There is a plethora of evidence from various studies that exercise supports better cognitive function, and may even improve memory. The latest research has revealed the mechanism responsible for that effect is: aerobic exercise boosts blood flow into two fundamental areas of the brain associated with memory.
Thirty participants, 60 or older with existing memory problems, enrolled in a study. They were divided into two groups:
- 15 people engaged in 12 months of aerobic exercise.
- The other 15 people only performed stretching.
While people in the stretching group didn’t show any significant change in memory scores, participants from the first group demonstrated a 47% improvement after one year.
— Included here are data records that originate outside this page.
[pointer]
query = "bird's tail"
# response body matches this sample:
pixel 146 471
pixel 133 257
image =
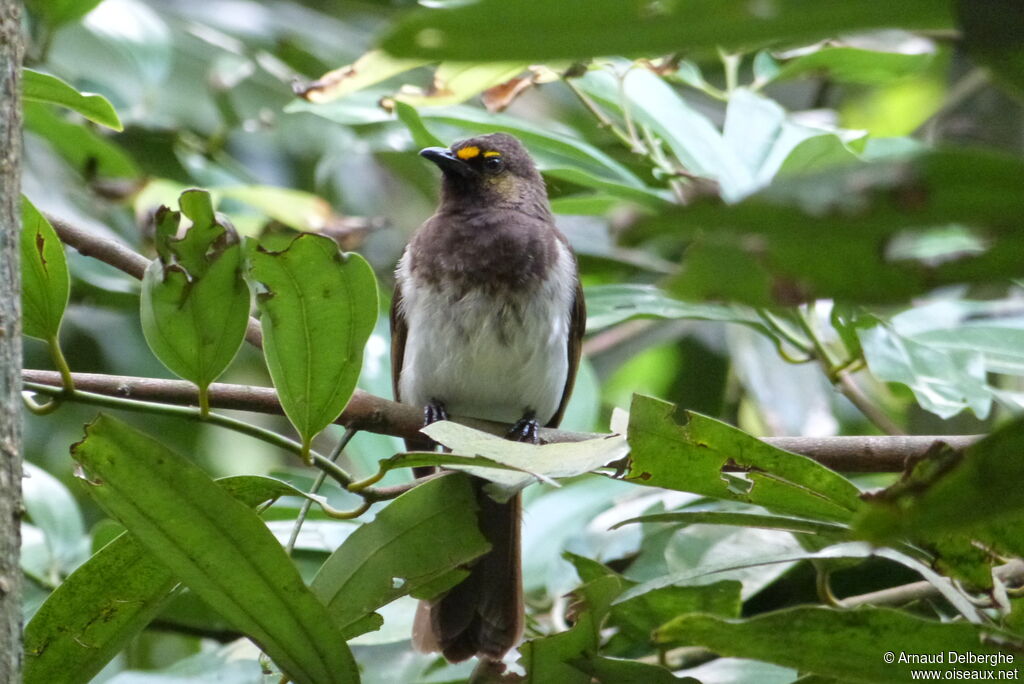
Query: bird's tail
pixel 482 614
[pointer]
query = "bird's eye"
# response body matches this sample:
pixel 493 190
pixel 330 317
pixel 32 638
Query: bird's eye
pixel 494 164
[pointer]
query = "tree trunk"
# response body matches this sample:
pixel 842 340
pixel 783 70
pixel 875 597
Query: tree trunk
pixel 10 341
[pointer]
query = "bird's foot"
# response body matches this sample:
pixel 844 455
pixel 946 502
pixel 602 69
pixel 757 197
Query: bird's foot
pixel 434 412
pixel 526 429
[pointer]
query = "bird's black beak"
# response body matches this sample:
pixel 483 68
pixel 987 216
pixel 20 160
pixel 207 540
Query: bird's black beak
pixel 448 162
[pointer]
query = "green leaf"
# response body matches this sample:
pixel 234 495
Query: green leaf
pixel 611 304
pixel 616 671
pixel 84 148
pixel 979 487
pixel 58 12
pixel 217 546
pixel 296 209
pixel 690 135
pixel 421 134
pixel 525 463
pixel 817 154
pixel 94 612
pixel 45 283
pixel 944 352
pixel 39 87
pixel 805 638
pixel 690 456
pixel 369 70
pixel 550 658
pixel 745 520
pixel 455 82
pixel 51 508
pixel 552 148
pixel 636 617
pixel 318 308
pixel 539 31
pixel 852 65
pixel 424 535
pixel 837 233
pixel 108 600
pixel 990 32
pixel 195 302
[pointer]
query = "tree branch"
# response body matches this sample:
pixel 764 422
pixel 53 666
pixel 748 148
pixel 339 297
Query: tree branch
pixel 123 258
pixel 373 414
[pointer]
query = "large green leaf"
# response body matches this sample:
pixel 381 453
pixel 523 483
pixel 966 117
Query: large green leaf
pixel 195 303
pixel 216 546
pixel 39 87
pixel 519 463
pixel 610 304
pixel 94 612
pixel 52 508
pixel 840 233
pixel 422 536
pixel 806 638
pixel 538 30
pixel 689 457
pixel 318 307
pixel 45 283
pixel 945 351
pixel 108 600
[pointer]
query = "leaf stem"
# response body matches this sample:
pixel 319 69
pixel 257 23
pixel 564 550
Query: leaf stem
pixel 58 359
pixel 317 483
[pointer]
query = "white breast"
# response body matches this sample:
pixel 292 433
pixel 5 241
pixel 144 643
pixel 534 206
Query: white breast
pixel 488 357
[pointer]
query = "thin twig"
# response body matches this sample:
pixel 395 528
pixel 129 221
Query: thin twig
pixel 332 469
pixel 373 414
pixel 317 483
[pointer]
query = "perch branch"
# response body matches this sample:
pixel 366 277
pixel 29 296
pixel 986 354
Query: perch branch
pixel 373 414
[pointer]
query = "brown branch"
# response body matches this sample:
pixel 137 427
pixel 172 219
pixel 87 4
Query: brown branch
pixel 123 258
pixel 373 414
pixel 1011 574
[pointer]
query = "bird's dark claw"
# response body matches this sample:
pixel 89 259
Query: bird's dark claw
pixel 526 429
pixel 434 412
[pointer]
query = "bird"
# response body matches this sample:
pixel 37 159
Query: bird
pixel 487 321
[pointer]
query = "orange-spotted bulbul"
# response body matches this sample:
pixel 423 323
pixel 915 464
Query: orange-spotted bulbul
pixel 486 322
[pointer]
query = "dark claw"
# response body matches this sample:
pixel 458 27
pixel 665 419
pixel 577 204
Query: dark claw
pixel 525 429
pixel 434 412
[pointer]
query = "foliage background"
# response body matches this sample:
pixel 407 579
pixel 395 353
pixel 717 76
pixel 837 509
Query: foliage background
pixel 204 90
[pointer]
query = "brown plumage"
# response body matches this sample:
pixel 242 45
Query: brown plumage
pixel 489 315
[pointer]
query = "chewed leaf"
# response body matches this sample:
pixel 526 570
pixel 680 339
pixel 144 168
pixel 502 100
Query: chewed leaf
pixel 195 303
pixel 318 308
pixel 689 456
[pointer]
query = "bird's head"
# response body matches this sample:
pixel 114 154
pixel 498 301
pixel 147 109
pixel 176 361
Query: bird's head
pixel 486 170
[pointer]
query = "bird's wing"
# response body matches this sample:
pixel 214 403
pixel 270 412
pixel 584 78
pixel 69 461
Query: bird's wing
pixel 398 334
pixel 578 326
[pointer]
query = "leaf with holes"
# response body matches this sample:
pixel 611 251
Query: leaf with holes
pixel 195 302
The changes were traced by brain-imaging technique that showed elevated blood flow to the neural regions of the brain that play pivotal roles in memory function.
Researchers say these findings could route future Alzheimer’s disease research. This is important because there are still no proven treatments for dementia, and it is unclear how to prevent or slow it. Though the evidence is mounting that exercise may help delay or reduce the risk of Alzheimer’s disease. Study author Binu Thomas concluded: “We’ve shown that even when your memory starts to fade, you can still do something about it by adding aerobic exercise to your lifestyle.”